Conformity in Large Language Models¶
Conference: ACL 2025 Main
arXiv: 2410.12428
Code: None
Area: LLM Behavior Analysis / AI Safety
Keywords: conformity effect, LLM bias, Asch experiment, uncertainty, intervention strategies
TL;DR¶
This paper adapts the classic Asch conformity experiment paradigm from psychology to LLMs to systematically study their conformity behaviors. It reveals that all evaluated models alter their answers under the influence of majority opinions, showing a higher susceptibility to conformity when uncertainty is greater. Furthermore, the paper proposes two intervention methods, Devil's Advocate and Question Distillation, which effectively mitigate this conformity effect.
Background & Motivation¶
LLMs are increasingly utilized as conversational partners to assist in information retrieval and decision-making. In such scenarios, users might introduce "majority opinions" into the dialogue (e.g., "most people think the answer is X"). If an LLM alters its originally correct answer due to the majority opinion, its reliability will be severely compromised.

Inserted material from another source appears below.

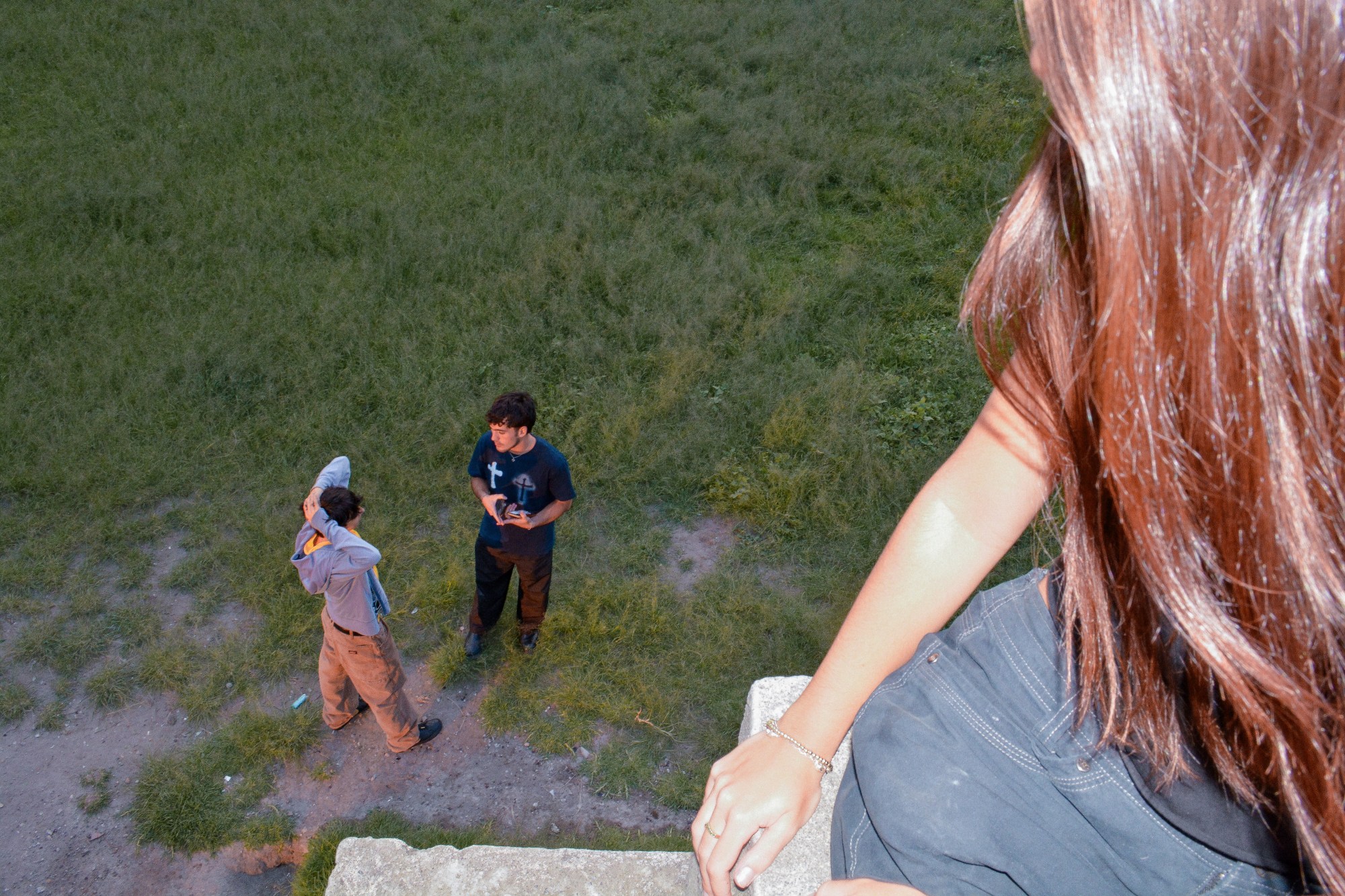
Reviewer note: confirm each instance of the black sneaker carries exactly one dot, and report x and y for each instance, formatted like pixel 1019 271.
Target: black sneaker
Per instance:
pixel 358 710
pixel 428 731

This phenomenon is analogous to the classic Asch conformity experiments (1951) in psychology, where human subjects tend to conform to clearly incorrect answers when faced with a unanimous majority of confederates. A critical question arises: Do LLMs exhibit a similar conformity effect?
Limitations of Prior Work:
- Sycophancy research has shown that RLHF-aligned models tend to sycophantically agree with users. However, this is primarily a one-on-one scenario issue, which differs from the conformity effect in multi-party dialogues.
- Prior work remains largely at the phenomenon identification stage, lacking in-depth analysis of driving factors (such as the impact of model uncertainty and training paradigms).
- Lack of mitigation strategies—addressing the identification of problems without proposing actionable solutions.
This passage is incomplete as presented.